Morar longe da família

Quem vive longe daqueles que ama aprende a dor da saudade, a tensão do psicológico, o poder do medo, a força da coragem. Aprende que na vida tudo se paga com dor e amor, e a gente escolhe o que plantar para depois colher.
Muitas pessoas saem de casa, da cidade natal, do conforto da família em busca de uma vida melhor. Isso acontece desde os tempos primórdios, principalmente por estudantes. Jovens que procuram na cidade grande uma forma de obter a melhor educação e a melhor oportunidade.

Quando deixa uma cidade pequena, uma do interior, por exemplo, e vai para a capital do estado, ou do país, ou outra grande metrópole, as surpresas são imensas. Os obstáculos que aquela pessoa terá que percorrer sozinha ou com a companhia das amizades que fez, tornam-se a segunda parte mais árdua de morar longe.

A vida na cidade grande já é difícil para quem nasce lá, e para quem vai pra lá não é diferente. A busca por um emprego não é fácil, o trânsito intenso e movimentado abala a saúde física e mental. O fluxo de pessoas é o que pode salvar alguém e dar forças para continuar. Conhecer pessoas que estejam no mesmo barco, e que entendam o que se passa, de verdade.

A parte mais difícil de todas é a convivência com a saudade que não se desfaz nunca. Saudade da família, saudade das mordomias de casa, saudade do abraço da mãe, da vó, das tias, dos amigos, saudade de dormir no seu antigo quarto, saudade de ter roupa lavada e comida no prato sem ter que fazer nada. Mas, principalmente, saudade da segurança, do amor, do acolhimento, da morada que completa a alma. Por mais que visite, a vida e as obrigações não deixam ficar o tempo que gostaria, elas empurram pra lá e pra cá, e a pessoa vive nesse círculo vicioso de saudade.

Aí perguntam por que a pessoa não volta pra casa, e se vale a pena tudo isso. E nos momentos difíceis se pergunta a mesma coisa. É que precisa ter coragem e lutar pelos seus sonhos, por mais que os meios queiram nos fazer desistir. É preciso ter esperança e confiar que por sorte ou dádiva você é um escolhido e pra você vai dar certo, não será fácil, mas no final o mundo sorrirá pra ti de volta. Sorrirá pra quem sorriu, chorou, sofreu, amou, lutou, viveu.

Quem vive longe da família aprende o seu valor, aprende sobre como a vida não é fácil, aprende que o mundo está cheio de gente que não se importa com o outro, aprende que ainda há gente que se importa, aprende que é na luta mesmo, não tem nada que caia do céu, só chuva. Quem vive longe daqueles que ama aprende a dor da saudade, a tensão do psicológico, o poder do medo, a força da coragem. Aprende que na vida tudo se paga com dor e amor, e a gente escolhe o que plantar para depois colher.
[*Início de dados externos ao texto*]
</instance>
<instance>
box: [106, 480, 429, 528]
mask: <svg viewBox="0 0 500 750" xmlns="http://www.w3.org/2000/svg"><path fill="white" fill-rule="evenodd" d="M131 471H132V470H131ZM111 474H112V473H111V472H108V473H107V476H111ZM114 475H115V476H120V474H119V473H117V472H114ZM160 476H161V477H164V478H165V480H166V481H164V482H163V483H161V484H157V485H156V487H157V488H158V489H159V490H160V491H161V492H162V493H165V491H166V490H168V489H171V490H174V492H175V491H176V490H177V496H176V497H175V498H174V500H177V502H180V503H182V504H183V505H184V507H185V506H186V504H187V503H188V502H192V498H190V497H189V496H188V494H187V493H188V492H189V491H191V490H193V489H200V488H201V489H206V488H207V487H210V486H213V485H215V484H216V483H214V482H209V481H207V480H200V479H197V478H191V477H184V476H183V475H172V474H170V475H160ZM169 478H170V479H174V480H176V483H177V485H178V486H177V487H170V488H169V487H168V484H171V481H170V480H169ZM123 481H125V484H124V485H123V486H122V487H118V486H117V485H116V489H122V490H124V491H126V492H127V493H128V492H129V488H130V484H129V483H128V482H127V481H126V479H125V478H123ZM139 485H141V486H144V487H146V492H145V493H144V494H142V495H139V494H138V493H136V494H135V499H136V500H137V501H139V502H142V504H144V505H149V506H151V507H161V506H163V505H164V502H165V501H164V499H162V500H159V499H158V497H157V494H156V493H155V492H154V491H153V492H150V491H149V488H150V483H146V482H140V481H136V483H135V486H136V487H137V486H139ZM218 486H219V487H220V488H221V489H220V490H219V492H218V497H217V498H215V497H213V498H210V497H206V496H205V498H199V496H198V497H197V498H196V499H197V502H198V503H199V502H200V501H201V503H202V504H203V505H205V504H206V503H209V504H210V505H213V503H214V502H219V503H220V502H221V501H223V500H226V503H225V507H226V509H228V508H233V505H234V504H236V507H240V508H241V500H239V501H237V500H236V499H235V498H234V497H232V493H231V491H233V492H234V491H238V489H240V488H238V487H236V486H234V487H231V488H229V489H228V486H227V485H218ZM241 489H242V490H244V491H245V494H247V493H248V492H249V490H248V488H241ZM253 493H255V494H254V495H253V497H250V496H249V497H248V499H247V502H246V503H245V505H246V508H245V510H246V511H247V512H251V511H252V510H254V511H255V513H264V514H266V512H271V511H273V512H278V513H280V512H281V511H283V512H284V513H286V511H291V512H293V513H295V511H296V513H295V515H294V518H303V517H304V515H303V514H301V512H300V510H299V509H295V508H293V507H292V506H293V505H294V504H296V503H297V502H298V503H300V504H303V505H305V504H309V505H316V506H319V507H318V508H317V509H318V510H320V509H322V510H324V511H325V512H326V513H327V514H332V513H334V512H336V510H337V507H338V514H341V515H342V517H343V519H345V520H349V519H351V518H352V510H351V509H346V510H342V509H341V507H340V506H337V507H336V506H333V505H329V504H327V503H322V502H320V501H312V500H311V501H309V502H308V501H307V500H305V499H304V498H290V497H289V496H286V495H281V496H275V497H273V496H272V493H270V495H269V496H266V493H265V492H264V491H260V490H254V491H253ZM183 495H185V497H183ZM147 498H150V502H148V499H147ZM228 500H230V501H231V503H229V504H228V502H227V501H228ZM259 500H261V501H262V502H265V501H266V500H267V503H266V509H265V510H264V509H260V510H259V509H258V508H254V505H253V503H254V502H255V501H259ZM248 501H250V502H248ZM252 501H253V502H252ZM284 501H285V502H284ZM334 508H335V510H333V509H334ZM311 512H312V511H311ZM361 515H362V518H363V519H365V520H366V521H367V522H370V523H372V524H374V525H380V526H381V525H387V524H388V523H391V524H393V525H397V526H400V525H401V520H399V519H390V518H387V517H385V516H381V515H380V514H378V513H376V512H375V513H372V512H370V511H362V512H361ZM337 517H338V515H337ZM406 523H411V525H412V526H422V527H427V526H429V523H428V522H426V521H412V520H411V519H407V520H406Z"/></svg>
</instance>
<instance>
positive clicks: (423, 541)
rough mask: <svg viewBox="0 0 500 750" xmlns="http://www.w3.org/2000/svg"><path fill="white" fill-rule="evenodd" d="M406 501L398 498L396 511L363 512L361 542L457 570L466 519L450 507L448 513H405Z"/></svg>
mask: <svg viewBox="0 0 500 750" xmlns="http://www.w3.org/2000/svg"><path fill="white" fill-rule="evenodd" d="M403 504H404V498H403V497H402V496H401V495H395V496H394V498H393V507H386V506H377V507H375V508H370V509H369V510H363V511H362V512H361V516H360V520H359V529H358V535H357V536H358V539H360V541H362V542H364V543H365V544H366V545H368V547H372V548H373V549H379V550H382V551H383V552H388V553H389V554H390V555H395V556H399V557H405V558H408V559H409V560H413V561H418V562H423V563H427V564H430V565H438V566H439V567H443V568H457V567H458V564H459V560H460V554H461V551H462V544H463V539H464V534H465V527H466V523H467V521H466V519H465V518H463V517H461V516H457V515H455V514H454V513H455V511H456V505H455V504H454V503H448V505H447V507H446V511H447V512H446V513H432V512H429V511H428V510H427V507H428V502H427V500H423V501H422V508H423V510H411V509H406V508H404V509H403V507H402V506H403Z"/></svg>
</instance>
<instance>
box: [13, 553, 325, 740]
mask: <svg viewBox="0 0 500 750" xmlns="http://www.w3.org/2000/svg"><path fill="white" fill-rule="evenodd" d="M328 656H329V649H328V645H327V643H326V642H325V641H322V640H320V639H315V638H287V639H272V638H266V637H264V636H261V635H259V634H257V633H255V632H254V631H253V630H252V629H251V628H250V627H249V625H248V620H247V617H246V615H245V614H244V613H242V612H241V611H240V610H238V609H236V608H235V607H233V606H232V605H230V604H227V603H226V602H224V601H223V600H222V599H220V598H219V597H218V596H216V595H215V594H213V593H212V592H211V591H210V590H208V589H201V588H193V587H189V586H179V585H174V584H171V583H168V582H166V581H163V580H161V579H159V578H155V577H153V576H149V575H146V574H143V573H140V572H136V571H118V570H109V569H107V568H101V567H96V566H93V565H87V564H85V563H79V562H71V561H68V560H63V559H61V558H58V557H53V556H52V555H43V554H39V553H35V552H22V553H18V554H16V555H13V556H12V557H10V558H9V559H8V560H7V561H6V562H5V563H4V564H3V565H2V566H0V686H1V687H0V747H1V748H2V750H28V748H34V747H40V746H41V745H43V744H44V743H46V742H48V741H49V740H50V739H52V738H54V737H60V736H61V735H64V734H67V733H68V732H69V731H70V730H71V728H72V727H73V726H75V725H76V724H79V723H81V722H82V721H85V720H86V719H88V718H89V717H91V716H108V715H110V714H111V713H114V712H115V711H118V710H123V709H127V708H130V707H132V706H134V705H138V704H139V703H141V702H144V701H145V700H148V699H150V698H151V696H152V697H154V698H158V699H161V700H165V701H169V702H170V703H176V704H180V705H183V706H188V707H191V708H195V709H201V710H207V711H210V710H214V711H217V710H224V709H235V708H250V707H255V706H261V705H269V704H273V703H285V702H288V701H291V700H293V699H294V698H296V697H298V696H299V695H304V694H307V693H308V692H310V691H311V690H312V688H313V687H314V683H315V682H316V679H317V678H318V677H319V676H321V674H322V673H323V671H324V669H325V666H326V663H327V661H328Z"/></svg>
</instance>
Também não é fácil para a família que fica longe e sofre junto. O laço invisível une a todos, o laço chamado amor é o que fortalece e o que faz a torcida ficar ainda mais forte. O amor rega todo dia as esperanças e os votos para que tudo ocorra bem, a família cá e a pessoa lá, e eles, no fundo, um só.

Por mais que haja dificuldade e seja uma trajetória longa e dolorosa, há os momentos de felicidade, que são o combustível para continuar. Muito desse combustível são os amigos. Aqueles que formam a família da nova cidade-casa. Aqueles que estão sempre ali, e que você sabe que sempre estarão lá. São neles que você se apoia e vive o dia a dia.

Morar longe é fazer-se lar em todo lugar e em todas as pessoas. É você ter a casa dos pais, a casa dos avós, as casas das tias, as casas dos amigos, a sua casa. É você ser seu próprio lar e estar inteiro, ser um inteiro formado por vários pedaços, de vários lugares. É ser verdadeiro com as suas raízes e reconhecê-las, amar quem fica, amar quem encontra e divide o mesmo caminho, estar ligado por sonho que se sonha junto e logo será realidade. Às vezes, morar longe da família pode ser solitário, mas, se olhar bem, sentirá que é ser presente em muitas almas e corações, não importa a distância.